Je ne suis obscur que pour celui qui se trompe et croit lire le journal. Mallarmé

Le texte de la conférence

Le travail ici proposé participe et procède de la volonté d’en finir avec deux poncifs touchant l’oeuvre poétique césairienne.

D’abord le grief d’hermétisme. Si l’on convient que, comme toute entreprise poétique moderne, l’écriture d’Aimé Césaire rompt avec des habitudes de lecture formatées, on ne saurait pour autant la réputer obscure, absconse, voire inintelligible.
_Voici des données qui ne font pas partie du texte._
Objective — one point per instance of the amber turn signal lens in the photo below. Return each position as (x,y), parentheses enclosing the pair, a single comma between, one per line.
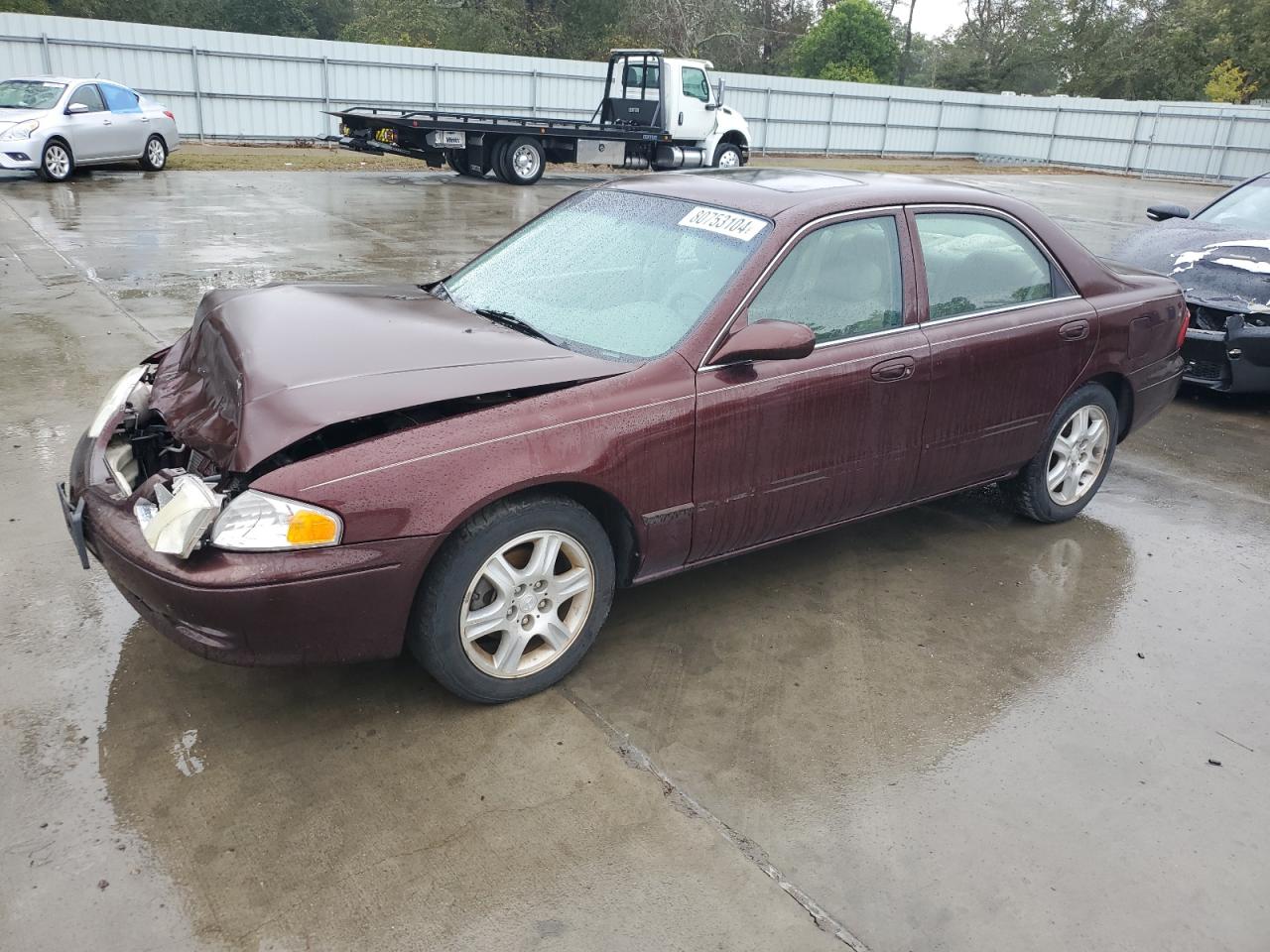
(310,529)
Au contraire, une attention scrupuleuse portée au texte ainsi que la mobilisation d’outils interprétatifs adéquats permettent d’en découvrir les multiples significations.

En second lieu, il s’agit de récuser la neutralisation de la poésie césairienne, dont l’inscription au registre des "grandes œuvres" conduit à privilégier la seule excellence esthétique, en minorant, voire en occultant, la dimension sociale et politique.

Or, la grandeur de la poésie de Césaire tient à ce qu’en usant de moyens expressifs étonnamment variés et maîtrisés, elle exprime les souffrances et les affres, mais aussi la révolte et les aspirations de centaines de millions d’êtres humains méprisés, exploités, humiliés et offensés.

A ce titre, et c’est ce qu’il convient de marquer, cette œuvre est une œuvre actuelle, qui vaut pour notre temps et qui demeurera active tant que les maux où elle s’origine n’auront pas été éradiqués.